Back when Adelaide Steedley was a Grady student in 1981, she noticed the growing disparity between different races inside and outside of school.
Thirty-five years later, the Grady alum has joined the growing campaign to end racism by making a new documentary. The project, currently called “Unfinished Business,’’ compares the history and current state of racism in the United States to South Africa.
After moving to South Africa in 2011, Steedley began comparing the racism she perceived in the U.S. to racism in her new home. To combat the stigma associated with movements such as Black Lives Matter, while also trying to figure out why racism still exists, Steedley decided to create a documentary examining the centuries’ old issue.

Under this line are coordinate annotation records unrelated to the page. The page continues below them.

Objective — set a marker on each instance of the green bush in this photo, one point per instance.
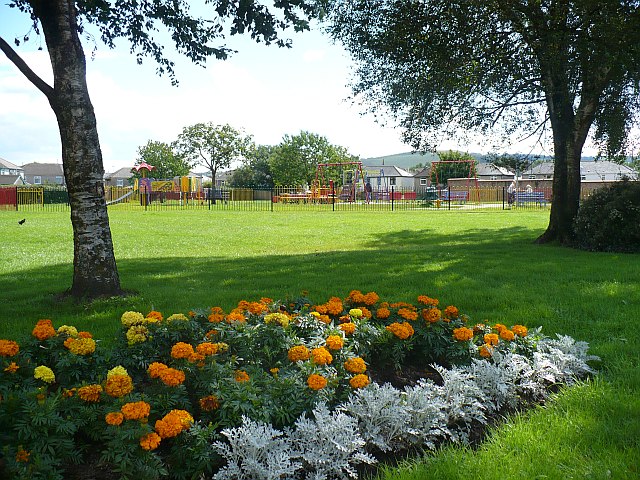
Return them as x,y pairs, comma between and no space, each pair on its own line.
609,220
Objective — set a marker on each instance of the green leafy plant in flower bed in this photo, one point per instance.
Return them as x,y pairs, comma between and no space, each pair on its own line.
165,398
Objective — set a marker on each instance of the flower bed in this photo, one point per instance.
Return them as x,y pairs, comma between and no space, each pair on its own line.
268,390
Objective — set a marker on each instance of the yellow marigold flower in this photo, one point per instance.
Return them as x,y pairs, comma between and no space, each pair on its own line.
173,423
451,312
114,418
119,370
209,403
491,339
277,319
431,315
348,328
334,342
172,377
22,456
181,317
485,350
44,373
316,382
207,348
82,346
155,368
181,350
408,314
462,334
241,376
150,441
359,381
401,330
371,298
135,410
68,330
520,330
8,348
236,316
12,367
154,316
321,356
90,393
44,330
118,385
355,365
129,319
299,352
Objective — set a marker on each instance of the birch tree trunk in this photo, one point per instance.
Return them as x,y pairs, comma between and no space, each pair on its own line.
94,267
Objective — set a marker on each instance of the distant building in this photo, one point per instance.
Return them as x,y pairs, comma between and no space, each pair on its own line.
10,174
43,173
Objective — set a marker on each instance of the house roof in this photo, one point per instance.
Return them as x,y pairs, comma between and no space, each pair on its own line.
387,171
7,164
44,169
491,169
124,172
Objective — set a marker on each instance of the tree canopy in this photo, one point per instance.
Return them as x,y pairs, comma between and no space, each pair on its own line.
509,67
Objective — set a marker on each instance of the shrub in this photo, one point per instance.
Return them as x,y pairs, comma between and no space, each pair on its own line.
609,220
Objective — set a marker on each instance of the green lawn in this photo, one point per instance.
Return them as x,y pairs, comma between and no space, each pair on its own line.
483,262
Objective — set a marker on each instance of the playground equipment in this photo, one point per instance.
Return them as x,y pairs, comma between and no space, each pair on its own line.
350,178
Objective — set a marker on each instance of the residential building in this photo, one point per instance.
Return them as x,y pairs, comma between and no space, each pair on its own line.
43,173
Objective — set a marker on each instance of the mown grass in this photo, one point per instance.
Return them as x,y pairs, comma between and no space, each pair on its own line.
483,262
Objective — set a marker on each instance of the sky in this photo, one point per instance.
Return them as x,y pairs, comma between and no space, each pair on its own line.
267,91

“Two South African colleagues and I became very concerned with how racism is dealt with,” Steedley said. “People make racist comments everywhere, all around the world. We want to highlight the difference in the racism struggle now, compare and contrast locations and time periods, and inspire young people who are going to speak out against this issue.”

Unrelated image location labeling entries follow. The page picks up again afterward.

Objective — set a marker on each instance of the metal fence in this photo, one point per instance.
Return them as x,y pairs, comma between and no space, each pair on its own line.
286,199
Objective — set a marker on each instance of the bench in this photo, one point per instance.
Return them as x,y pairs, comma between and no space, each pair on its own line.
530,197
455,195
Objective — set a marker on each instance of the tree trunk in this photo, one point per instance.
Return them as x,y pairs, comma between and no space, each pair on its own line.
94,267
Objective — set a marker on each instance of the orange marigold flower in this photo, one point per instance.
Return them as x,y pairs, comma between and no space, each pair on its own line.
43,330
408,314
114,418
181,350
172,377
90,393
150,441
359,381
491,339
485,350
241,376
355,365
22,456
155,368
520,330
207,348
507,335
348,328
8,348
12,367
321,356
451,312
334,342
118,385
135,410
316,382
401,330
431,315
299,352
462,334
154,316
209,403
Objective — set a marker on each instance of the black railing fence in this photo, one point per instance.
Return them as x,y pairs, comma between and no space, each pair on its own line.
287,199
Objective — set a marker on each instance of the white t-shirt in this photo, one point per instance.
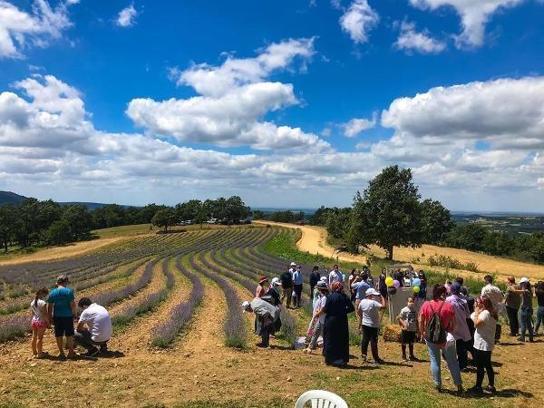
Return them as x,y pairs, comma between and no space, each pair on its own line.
98,320
320,304
494,294
484,336
370,311
39,310
409,316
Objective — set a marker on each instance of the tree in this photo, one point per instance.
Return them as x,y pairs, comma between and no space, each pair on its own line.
59,233
436,221
79,219
388,213
164,218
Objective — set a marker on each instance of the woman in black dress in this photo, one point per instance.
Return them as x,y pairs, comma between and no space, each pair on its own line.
336,331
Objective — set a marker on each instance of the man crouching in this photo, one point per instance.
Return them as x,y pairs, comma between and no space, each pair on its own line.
94,328
268,318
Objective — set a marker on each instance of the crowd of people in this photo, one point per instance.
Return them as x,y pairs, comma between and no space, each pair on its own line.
57,309
447,318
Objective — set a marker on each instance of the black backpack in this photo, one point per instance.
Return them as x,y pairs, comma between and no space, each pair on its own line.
435,333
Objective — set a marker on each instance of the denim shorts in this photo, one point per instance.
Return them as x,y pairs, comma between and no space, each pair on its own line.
64,326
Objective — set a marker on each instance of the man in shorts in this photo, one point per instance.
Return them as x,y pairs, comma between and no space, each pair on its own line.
61,310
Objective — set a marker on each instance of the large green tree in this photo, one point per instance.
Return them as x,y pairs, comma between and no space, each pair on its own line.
164,218
388,213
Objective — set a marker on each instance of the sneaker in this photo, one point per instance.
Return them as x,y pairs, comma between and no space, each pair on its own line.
91,353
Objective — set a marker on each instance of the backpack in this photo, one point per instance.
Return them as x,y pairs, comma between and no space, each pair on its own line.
435,333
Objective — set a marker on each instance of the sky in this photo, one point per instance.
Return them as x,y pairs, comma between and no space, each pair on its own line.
295,103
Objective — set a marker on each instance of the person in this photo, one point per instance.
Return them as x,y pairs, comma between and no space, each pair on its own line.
360,286
61,310
287,288
512,302
496,297
461,331
40,321
93,328
268,316
273,292
485,321
526,310
422,295
314,278
437,338
408,321
298,281
493,293
335,276
262,287
335,329
382,286
351,279
369,322
318,319
539,292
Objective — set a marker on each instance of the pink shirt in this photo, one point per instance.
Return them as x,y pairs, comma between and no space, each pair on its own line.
460,307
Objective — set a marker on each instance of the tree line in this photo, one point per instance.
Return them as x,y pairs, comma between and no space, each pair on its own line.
390,212
39,223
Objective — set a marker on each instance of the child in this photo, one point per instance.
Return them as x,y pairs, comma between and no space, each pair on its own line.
40,321
408,321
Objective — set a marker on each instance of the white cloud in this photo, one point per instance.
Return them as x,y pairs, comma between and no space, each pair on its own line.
506,112
127,16
356,126
234,99
49,144
410,40
234,72
20,29
359,20
474,14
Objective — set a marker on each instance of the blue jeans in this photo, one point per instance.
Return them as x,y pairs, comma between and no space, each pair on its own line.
450,354
539,318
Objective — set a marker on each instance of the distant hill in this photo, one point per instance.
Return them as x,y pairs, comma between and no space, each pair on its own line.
8,197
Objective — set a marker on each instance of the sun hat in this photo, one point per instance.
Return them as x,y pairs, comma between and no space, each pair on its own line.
62,279
322,285
371,292
455,288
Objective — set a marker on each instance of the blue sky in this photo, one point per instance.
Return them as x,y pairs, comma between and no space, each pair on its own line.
286,103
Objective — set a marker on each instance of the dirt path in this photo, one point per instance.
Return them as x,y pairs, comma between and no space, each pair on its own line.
56,253
314,240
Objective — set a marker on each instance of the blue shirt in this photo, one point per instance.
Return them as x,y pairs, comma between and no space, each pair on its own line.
298,279
61,298
361,288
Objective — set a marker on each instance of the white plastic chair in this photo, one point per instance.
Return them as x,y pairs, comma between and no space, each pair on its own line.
320,399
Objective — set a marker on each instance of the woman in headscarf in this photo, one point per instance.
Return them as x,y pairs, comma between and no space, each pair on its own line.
336,331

Steedley’s interest in the effect of racism in South Africa began during her years at Grady.
“We all respected the fact that when we went off the Grady campus, we all had very different lives, either economically or socially,” Steedley said. “My friends were black, and while we were regular teenagers at school, the world itself treated us very differently. But when we got back to class and the lunchroom and the football games, I was able to hear what my classmates had gone through over the weekend.”
A turning point for Steedley came when she met Selby Semela, a leader of the Soweto Uprising in South Africa, in 2008. The uprising occurred in response to 1976 legislation requiring Afrikaans, a language native to Dutch South Africans, to be the basis of instruction in schools.
The uprising was the beginning of the end of Apartheid in South Africa. Apartheid, the period of white superiority in South Africa, eventually ended in 1991, after 50 years.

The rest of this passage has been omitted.